A guitar which belonged to Led Zeppelin’s band member Jimmy Page, acquired by a devoted fan 47 years ago has finally returned to its owner.
A post put up on Facebook showed pictures of Page, who was thrilled to have his prized instrument returned to him.
Musician Jeff Curtis said he took the case home with him after it was given to him by drummer John Bonham’s roadie in 1972. This happened on June 14 or 15 that year, when Led Zeppelin played New York’s Nassau Coliseum.
According to UCR, Curtis said he chatted to the chief roadie, a man called Hinton: “On a whim, I asked if I might come down and help them pack up the equipment,” adding “To my complete surprise, he says yes.”
Hinton gave the guitar case to him, allowing him to enter past security to the backstage area as it looked like he was working with the band. “After the few minutes it took to pack up the drums, he says to me, ‘You can have that.’ I was speechless, to say the least!
‘Where will the guitar go?’ He took me over and showed me Jimmy Page’s number one Les Paul guitar in its brand new anvil road case. The case I was given was being discarded that night since its back was crushed and no longer afforded protection to the guitar.
Talk about being in the right place at the right time!” Curtis said he knew that he should keep quiet about his newly acquired possession. “I had kept this a deep secret over the past 47 years in fear that someone might either burglarize my house or, worse, threaten me in order to steal it,” he said.
“For this reason, I had decided a couple of years ago that I no longer wanted the guitar case. Despite its certain significant monetary value to a collector, I had also decided that I wouldn’t ever sell it since making money off someone else’s fame is simply against my principals. I decided that I would find a way to personally return it to Jimmy Page. But how to accomplish this?”
The opportunity presented itself when Page’s Les Paul was part of an exhibition at New York’s Museum of Art at the beginning of this year. Curtis contacted the curator, who passed photos and details to Page.

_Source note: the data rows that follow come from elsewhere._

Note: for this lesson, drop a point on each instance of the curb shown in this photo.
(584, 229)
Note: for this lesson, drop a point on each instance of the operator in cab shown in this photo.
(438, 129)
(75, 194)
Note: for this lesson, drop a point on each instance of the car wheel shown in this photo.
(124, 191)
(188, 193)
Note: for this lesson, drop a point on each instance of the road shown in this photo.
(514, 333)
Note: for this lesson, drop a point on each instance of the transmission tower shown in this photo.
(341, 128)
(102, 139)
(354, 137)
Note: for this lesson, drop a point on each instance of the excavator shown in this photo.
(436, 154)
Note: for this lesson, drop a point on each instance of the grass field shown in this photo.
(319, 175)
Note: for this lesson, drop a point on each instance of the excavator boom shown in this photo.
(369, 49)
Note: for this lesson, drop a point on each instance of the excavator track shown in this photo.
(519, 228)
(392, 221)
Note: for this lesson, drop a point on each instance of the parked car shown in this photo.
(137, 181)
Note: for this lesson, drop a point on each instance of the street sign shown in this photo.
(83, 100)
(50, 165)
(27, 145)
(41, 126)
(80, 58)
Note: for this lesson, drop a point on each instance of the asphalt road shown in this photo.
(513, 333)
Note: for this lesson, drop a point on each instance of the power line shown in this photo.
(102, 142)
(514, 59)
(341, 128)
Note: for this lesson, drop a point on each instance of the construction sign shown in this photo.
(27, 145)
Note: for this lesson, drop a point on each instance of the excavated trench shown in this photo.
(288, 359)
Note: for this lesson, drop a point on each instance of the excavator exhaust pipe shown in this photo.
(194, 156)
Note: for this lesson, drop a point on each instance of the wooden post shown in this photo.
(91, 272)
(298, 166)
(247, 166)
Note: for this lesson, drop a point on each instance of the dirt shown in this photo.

“About two weeks later, I got a call from a gentleman, Perry, who works with Jimmy, he asked to set up a meeting to personally examine the case and take several more detailed photos.
About a month later, I received word that Jimmy wanted to meet me and have the case returned.” They met along with some of Curtis’s family in a hotel and spent an hour together.
Curtis described Page’s expression when he was given the case back: “The look on his face was priceless. ‘What memories this brings back! Thank you so much!’”
He continued to say, “In person, he is a genuinely warm and very welcoming gentleman. We talked about Led Zeppelin, he asked about my musical influences, asked my daughters what type of music they enjoyed and various other topics. …
I can honestly say that after the first few minutes, my nervousness completely disappeared and it felt like I was talking with an old friend.” Page brought some gifts to exchange, making the experience even more memorable according to Curtis. “Thanks so much, Jimmy, and thank you, Perry! Mission accomplished,” he concluded.